The microscopic C. elegans roundworm has grown and reproduced aboard the International Space Station. The space-hardened animals could help us understand the biological effects of living in deep-space and on other planets.
Humanity's quest to colonize Mars could receive a big boost from some tiny worms, a new study suggests.
Scientists tracked the development and reproduction of the microscopic roundworm Caenorhabditis elegans through 12 generations on the International Space Station. Studying these space-hardened worms could help humans deal with the rigors and risks of the long trip to Mars, researchers said.
"We have been able to show that worms can grow and reproduce in space for long enough to reach another planet, and that we can remotely monitor their health," study lead author Nathaniel Szewczyk, of the University of Nottingham in the United Kingdom, said in a statement.
"As a result, C. elegans is a cost-effective option for discovering and studying the biological effects of deep space missions," Szewczyk added. "Ultimately, we are now in a position to be able to remotely grow and study an animal on another planet."
C. elegans is a common study animal for biologists here on Earth. Back in 1998, the soil-dwelling worm became the first multicellular organism to have its genome mapped completely. [Extreme Life on Earth: 8 Bizarre Creatures]
The roundworm has about 20,000 protein-coding genes — nearly as many as humans, who have about 23,000. Furthermore, there is a lot of overlap between our genome and theirs, with many genes performing roughly the same functions in both species.
Szewczyk and his colleagues wanted to see if C. elegans would make a good study subject in orbit as well as on Earth. So they developed a compact automated culturing system that can be monitored remotely. Then the researchers launched 4,000 C. elegans to the space station on the space shuttle Discovery's STS-116 mission in December 2006.
They were able to keep tabs on the worms for the next three months as they zipped around the Earth at 17,500 mph (28,163 kph). The tiny space travelers did encouragingly well, growing and reproducing despite the microgravity environment.
The researchers concluded that studying C. elegans could shed light on some of the challenges humans will have to overcome to become a multiplanetary species. Those challenges include the muscular deterioration and radiation exposure associated with long-duration spaceflight.

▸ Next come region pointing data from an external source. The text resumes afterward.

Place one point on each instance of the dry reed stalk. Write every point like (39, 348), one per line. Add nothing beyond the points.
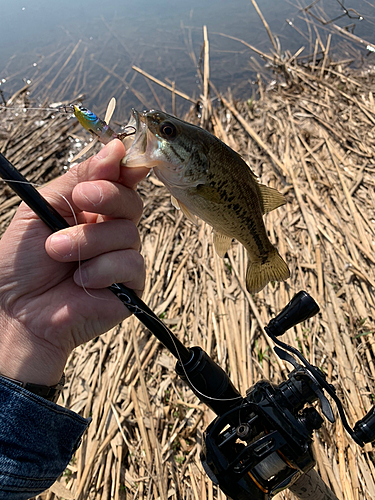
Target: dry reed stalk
(317, 128)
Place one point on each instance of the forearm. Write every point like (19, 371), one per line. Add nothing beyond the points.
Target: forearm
(33, 456)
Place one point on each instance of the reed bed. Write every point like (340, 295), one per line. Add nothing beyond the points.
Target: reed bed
(311, 135)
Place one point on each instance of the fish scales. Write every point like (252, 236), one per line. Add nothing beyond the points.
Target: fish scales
(208, 179)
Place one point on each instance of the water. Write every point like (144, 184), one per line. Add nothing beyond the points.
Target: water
(76, 46)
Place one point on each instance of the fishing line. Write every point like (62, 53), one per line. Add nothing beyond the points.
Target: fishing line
(136, 309)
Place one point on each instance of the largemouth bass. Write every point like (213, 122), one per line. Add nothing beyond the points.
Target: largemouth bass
(208, 179)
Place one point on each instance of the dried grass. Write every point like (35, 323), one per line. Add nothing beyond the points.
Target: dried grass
(311, 135)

"While it may seem surprising, many of the biological changes that happen during spaceflight affect astronauts and worms, and in the same way," Szewczyk said.
The researchers report their results Nov. 30 in the journal Interface.
Since roundworms have shown bravery in low-Earth orbit, it may be time to send them farther afield to aid human exploration efforts, researchers said.
Launching C. elegans to Mars, for example, would allow scientists to see just how dangerous the high radiation levels found in deep space — and on the Red Planet's surface — are to animal life.
"Worms allow us to detect changes in growth, development, reproduction and behavior in response to environmental conditions such as toxins or in response to deep space missions," Szewczyk said. "Given the high failure rate of Mars missions, use of worms allows us to safely and relatively cheaply test spacecraft systems prior to manned missions."